J. D. (Jerome David) Salinger is today famous for his bestselling book The Catcher In The Rye published in 1951 and for his reclusive hermit lifestyle.
He was determined to protect his privacy, often involving his lawyers in the quest of not allowing his personal life to be discussed publicly.
His persona and denial of contact with the outside world caught a lot of attention not only among thousands of his fans, but also Hollywood, resulting in a documentary that raises a lot of disputes.
There are a couple key moments in the life of the writer that affected him deeply throughout his life. He was born in New York in 1919 believing that he was Jewish.
However, later in life, he found out that this was not so, as his mother was a Christian Catholic.
This revelation deeply affected his sense of identity and belonging.

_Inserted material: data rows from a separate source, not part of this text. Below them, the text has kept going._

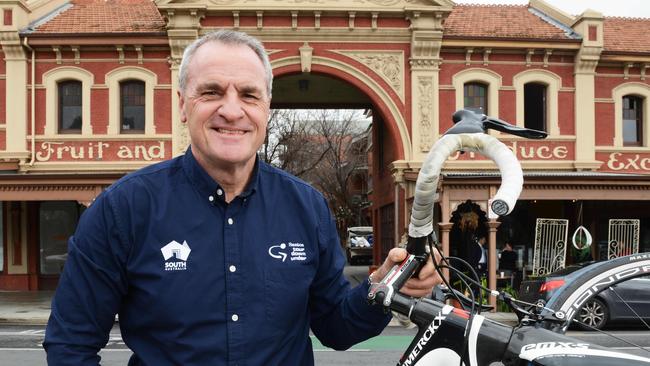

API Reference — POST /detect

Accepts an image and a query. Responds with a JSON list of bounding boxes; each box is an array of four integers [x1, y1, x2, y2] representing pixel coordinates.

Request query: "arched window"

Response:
[[623, 95, 643, 146], [463, 82, 489, 114], [524, 83, 548, 132], [120, 80, 145, 133], [57, 80, 83, 134]]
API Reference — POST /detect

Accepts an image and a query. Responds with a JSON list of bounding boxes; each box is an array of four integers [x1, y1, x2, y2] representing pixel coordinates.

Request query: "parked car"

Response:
[[347, 226, 372, 264], [519, 262, 650, 330]]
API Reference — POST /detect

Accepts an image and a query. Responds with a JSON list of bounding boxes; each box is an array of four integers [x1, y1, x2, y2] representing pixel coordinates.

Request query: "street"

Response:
[[0, 325, 650, 366], [0, 266, 650, 366]]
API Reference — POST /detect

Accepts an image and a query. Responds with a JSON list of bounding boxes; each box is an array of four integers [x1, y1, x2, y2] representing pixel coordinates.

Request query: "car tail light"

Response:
[[539, 280, 564, 293]]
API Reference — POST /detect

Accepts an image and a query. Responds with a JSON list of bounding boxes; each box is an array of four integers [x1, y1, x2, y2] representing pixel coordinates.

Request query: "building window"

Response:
[[120, 80, 145, 133], [623, 95, 643, 146], [38, 201, 85, 275], [0, 202, 5, 273], [463, 83, 488, 114], [524, 83, 548, 131], [58, 80, 82, 133], [379, 203, 395, 258]]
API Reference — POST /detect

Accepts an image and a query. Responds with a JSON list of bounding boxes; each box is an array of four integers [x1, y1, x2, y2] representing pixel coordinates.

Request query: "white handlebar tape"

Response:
[[409, 133, 524, 238]]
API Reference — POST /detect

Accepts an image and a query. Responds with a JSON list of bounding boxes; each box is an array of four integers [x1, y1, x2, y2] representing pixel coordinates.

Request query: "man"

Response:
[[499, 241, 517, 275], [44, 31, 439, 366], [469, 236, 488, 277]]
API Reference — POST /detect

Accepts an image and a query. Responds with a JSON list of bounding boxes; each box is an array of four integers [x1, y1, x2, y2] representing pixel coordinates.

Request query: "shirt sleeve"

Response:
[[43, 193, 127, 366], [310, 199, 391, 350]]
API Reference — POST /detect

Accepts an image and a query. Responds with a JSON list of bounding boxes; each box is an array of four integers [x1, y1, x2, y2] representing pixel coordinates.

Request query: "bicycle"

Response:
[[368, 110, 650, 366]]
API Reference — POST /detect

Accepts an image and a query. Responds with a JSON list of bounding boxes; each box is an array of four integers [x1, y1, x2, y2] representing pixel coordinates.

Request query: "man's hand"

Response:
[[371, 244, 442, 297]]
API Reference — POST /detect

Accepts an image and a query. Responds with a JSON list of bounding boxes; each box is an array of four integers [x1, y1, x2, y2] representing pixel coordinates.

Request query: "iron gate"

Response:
[[607, 219, 640, 259], [533, 219, 569, 276]]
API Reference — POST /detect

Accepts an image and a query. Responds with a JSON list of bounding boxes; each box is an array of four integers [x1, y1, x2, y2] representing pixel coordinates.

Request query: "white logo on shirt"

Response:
[[160, 240, 192, 271], [269, 242, 307, 262]]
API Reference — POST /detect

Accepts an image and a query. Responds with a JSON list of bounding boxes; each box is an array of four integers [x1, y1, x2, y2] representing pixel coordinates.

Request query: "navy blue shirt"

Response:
[[44, 149, 389, 366]]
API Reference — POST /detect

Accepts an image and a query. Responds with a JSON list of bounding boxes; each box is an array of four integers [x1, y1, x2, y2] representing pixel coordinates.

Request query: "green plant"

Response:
[[497, 284, 517, 313]]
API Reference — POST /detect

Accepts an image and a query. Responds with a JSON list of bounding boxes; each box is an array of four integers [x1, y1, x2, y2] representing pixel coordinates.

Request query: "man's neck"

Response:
[[195, 152, 256, 203]]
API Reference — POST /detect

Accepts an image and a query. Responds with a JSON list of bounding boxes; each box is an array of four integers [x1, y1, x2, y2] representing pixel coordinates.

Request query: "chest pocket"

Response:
[[264, 263, 314, 330]]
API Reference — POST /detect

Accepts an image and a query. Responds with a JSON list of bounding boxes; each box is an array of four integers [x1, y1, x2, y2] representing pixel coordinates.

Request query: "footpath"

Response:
[[0, 291, 517, 326]]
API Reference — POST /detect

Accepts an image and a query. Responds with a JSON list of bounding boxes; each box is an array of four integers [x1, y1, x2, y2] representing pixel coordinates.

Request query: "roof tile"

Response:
[[444, 4, 572, 40], [603, 17, 650, 53], [35, 0, 165, 34]]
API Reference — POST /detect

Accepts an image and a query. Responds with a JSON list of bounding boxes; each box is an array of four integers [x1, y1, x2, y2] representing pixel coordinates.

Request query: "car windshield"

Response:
[[549, 262, 595, 277]]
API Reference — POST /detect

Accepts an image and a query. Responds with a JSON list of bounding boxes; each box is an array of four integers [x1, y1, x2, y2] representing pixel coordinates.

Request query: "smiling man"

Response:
[[44, 31, 439, 366]]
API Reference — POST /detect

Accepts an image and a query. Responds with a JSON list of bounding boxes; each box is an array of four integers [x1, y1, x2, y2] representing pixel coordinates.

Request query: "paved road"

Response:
[[0, 325, 650, 366]]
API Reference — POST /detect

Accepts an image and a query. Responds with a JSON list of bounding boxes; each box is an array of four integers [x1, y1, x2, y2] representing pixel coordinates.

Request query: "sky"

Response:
[[453, 0, 650, 18]]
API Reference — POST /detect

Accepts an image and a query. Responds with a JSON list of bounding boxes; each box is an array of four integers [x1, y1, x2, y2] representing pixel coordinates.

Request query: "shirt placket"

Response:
[[224, 198, 243, 366]]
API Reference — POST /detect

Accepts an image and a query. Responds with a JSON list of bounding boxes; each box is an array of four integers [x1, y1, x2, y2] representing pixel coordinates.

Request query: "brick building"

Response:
[[0, 0, 650, 290]]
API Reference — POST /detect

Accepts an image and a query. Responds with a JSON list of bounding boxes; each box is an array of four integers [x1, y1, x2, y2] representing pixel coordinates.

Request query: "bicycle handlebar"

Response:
[[409, 111, 524, 238]]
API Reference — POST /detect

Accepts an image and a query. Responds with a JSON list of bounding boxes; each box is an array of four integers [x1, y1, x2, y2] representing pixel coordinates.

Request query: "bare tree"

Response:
[[263, 109, 370, 231]]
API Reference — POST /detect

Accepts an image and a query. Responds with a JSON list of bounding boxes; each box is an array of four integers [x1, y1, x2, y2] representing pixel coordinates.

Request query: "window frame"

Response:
[[452, 68, 502, 117], [118, 79, 147, 134], [105, 66, 158, 137], [43, 66, 94, 136], [463, 81, 490, 115], [56, 79, 84, 135], [617, 94, 645, 146], [612, 82, 650, 150]]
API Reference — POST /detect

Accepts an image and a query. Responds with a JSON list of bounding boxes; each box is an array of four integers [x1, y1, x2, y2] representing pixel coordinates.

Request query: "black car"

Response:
[[519, 262, 650, 329]]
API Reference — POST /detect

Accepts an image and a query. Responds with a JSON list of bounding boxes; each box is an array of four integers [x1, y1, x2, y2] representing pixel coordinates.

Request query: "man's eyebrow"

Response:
[[237, 85, 262, 94], [196, 81, 223, 91]]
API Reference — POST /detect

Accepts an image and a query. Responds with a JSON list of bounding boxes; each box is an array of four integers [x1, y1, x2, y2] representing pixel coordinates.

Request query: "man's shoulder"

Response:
[[105, 157, 182, 194], [260, 162, 322, 196]]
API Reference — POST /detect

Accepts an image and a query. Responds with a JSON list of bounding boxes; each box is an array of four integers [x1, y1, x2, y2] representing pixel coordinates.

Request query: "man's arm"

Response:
[[310, 196, 441, 350], [43, 194, 128, 365]]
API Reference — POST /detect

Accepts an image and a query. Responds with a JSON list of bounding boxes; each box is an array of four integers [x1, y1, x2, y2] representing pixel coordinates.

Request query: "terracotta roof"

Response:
[[28, 0, 165, 34], [603, 17, 650, 53], [444, 4, 573, 40]]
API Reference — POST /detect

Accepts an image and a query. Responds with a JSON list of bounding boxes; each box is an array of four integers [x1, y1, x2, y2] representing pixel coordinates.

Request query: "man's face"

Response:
[[179, 42, 270, 171]]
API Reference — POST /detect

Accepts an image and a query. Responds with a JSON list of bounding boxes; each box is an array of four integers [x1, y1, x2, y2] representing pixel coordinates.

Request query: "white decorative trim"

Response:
[[512, 69, 562, 137], [452, 68, 502, 117], [271, 56, 412, 160], [333, 50, 405, 101], [106, 66, 158, 135], [612, 82, 650, 148], [43, 66, 95, 136]]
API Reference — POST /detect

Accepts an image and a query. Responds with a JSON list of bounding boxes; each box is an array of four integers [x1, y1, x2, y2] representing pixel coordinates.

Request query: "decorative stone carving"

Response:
[[339, 51, 404, 100], [299, 42, 314, 72], [418, 76, 433, 152], [174, 122, 190, 156]]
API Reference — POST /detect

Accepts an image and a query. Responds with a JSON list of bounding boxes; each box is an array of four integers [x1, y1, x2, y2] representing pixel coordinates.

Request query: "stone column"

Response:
[[573, 10, 604, 170], [408, 10, 449, 160], [0, 30, 29, 160], [159, 4, 204, 156]]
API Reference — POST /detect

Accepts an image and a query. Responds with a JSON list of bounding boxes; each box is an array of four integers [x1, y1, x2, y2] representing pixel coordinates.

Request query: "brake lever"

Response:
[[368, 236, 429, 308]]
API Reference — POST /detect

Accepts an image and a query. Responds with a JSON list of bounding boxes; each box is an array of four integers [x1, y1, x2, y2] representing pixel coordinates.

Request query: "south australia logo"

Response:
[[160, 240, 192, 271], [269, 242, 307, 262]]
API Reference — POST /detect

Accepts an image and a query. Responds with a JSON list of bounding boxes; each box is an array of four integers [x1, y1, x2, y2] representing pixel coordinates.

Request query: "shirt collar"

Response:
[[183, 147, 261, 203]]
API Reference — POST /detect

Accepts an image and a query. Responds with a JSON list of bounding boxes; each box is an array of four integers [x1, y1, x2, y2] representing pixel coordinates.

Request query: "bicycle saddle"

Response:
[[445, 109, 548, 139]]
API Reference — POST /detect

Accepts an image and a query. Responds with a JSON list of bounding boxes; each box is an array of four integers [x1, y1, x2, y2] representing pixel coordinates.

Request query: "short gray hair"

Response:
[[178, 29, 273, 98]]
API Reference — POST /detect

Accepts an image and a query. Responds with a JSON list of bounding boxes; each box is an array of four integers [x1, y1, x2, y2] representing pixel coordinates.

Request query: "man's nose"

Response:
[[217, 91, 244, 121]]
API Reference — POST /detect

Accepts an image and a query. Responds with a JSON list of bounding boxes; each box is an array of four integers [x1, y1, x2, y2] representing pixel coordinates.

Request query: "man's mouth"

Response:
[[215, 128, 246, 135]]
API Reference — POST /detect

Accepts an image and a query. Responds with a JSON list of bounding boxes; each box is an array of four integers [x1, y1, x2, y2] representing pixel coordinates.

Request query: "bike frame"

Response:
[[368, 110, 650, 366]]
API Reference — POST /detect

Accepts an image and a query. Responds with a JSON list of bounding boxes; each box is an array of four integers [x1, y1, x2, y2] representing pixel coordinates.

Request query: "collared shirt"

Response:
[[44, 149, 389, 366]]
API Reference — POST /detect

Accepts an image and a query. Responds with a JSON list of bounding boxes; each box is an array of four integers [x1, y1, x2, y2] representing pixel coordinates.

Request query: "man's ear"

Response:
[[176, 91, 187, 123]]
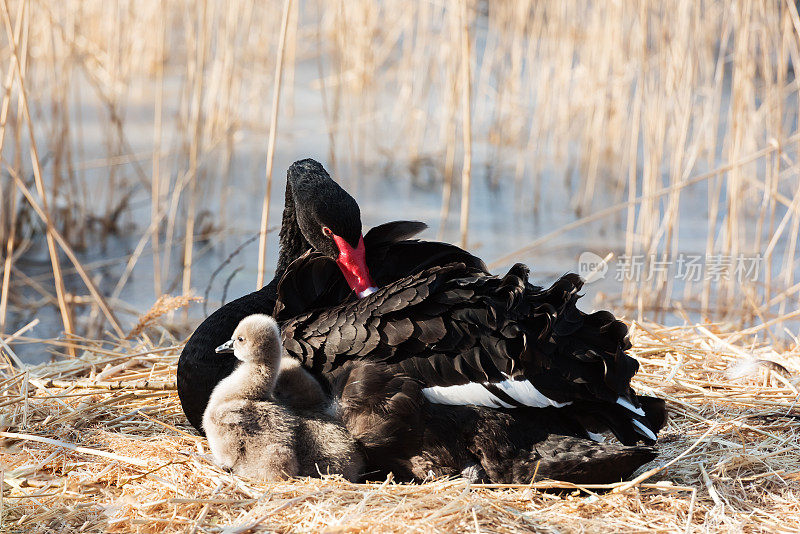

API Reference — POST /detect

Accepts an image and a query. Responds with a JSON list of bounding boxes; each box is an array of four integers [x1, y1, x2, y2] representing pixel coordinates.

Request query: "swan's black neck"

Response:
[[275, 180, 311, 280]]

However, there are more formative moments in his biography that helped shape his wish for complete anonymity and his eccentricity.
In 1941 he embarked on a romantic relationship with Oona O`Neil, which he believed was the love of his life.
However, their relationship ended when he was summoned to join the army in 1942. Oona O`Neil proceeded to marry Charlie Chaplin.
Salinger found out about their wedding reading the newspaper which was a devastating personal blow.
This, however, did not compare to his experiences while serving in World War II.
He fought at D-Day and in Europe where he eventually met Ernest Hemingway in Paris who influenced him deeply in relation to his writing.
When the war ended he was sent to Germany to interrogate the defeated Nazis.
While there he met his second big love Sylvie, whom he married only to divorce after 8 months. It turned out she was a former Nazi official, another devastating blow. As Daily Mail reports Salinger claimed that she was “an evil woman that bewitched me”.
He still found the energy and will to publish his seminal book in 1951, against all odds. The book was first rejected by The New Yorker, and subsequently by Harcourt Brace.
However, once it finally got published The Catcher in the Rye became a bestseller. It had the classic antihero as its focus and grappled with questions of teenage angst, appealing to both younger and older readers.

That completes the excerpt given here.